The unnamed works referred to are The Register of the Most Noble Order of the Garter, 1724, by John Anstis (not Anstey), Garter King-at-Arms, and Elias Ashmole's Institutions, Laws and Ceremonies of the Order of the Garter, 1672. In the passage quoted from William Hay's Deformity, an Essay, 1754, the author is speaking of his experiences when in a mob.


[Page 342.] Reminiscences of Juke Judkins, Esq.

New Monthly Magazine, June, 1826. Signed "Elia." Not reprinted by Lamb.

Lamb seems to have intended to write a story of some length, for the promise "To be continued" was appended to the first instalment. But he did not return to it.


[Page 349.] Contributions To Hone's "Every-Day Book" and "Table Book."

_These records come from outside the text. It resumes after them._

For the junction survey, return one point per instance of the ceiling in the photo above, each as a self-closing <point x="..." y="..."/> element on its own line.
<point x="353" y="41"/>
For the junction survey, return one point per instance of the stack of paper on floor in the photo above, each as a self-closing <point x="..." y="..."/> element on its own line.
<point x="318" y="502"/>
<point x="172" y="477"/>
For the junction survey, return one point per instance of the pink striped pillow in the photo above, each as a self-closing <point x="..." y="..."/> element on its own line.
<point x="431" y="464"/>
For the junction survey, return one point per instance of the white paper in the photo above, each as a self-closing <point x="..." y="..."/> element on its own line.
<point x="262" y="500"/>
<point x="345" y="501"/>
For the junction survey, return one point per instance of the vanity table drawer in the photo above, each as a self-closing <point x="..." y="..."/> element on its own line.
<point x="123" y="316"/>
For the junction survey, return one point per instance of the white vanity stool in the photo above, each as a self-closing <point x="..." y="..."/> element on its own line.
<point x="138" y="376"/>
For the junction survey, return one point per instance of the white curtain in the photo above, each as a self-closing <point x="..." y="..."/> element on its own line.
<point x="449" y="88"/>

I have arranged together all Lamb's prose contributions (except "A Death-Bed" and the Garrick Extracts) to William Hone's volumes—the Every-Day Book, both series, and the Table Book—in order to give them unity. It seemed better to do this than to interrupt the series for the sake of a chronological order which at this period of Lamb's life (1825-1827) was of very little importance. Three not absolutely certain pieces will be found in the Appendix.

William Hone (1780-1842) was a man of independent mind and chequered career. He started life in an attorney's office, but in 1800 exchanged the law for book-and-print selling, and began to exercise his thoughts upon public questions, always siding with the unpopular minority. He examined into what he considered public scandals with curiosity and persistence, undiscouraged by such private calamities as bankruptcy, and in many ways showed himself an "Enemy of the People." Some squibs against the Government, in the form of parodies of the Litany, the Church Catechism and the Athanasian Creed, led to a famous trial on December 17-19, 1817, in which, after a prolonged sitting—Hone's speech in his own defence lasting seven hours—he was acquitted, in spite of the adverse summing up of Lord Ellenborough. The verdict is said to have hastened Ellenborough's death. A public subscription for Hone realised upwards of £3,000, and he thereupon entered upon a more materially successful period of his career. He became more of a publisher and author, and less of a firebrand. He issued a number of cheap but worthy books, and in 1823 his own first important work, Ancient Mysteries.

Hone's title to fame, however, rests upon his discovery of George Cruikshank's genius and his Every-Day Book (Vol. I. running through 1825 and published in 1826; Vol. II. running through 1826 and published in 1827), his Table Talk, 1827, and his Year Book, 1831. These are admirable collections of old English lore, legends and curiosities, brought together by a kind-hearted, simple-minded man, to whom thousands of readers and hundreds of makers of books are indebted.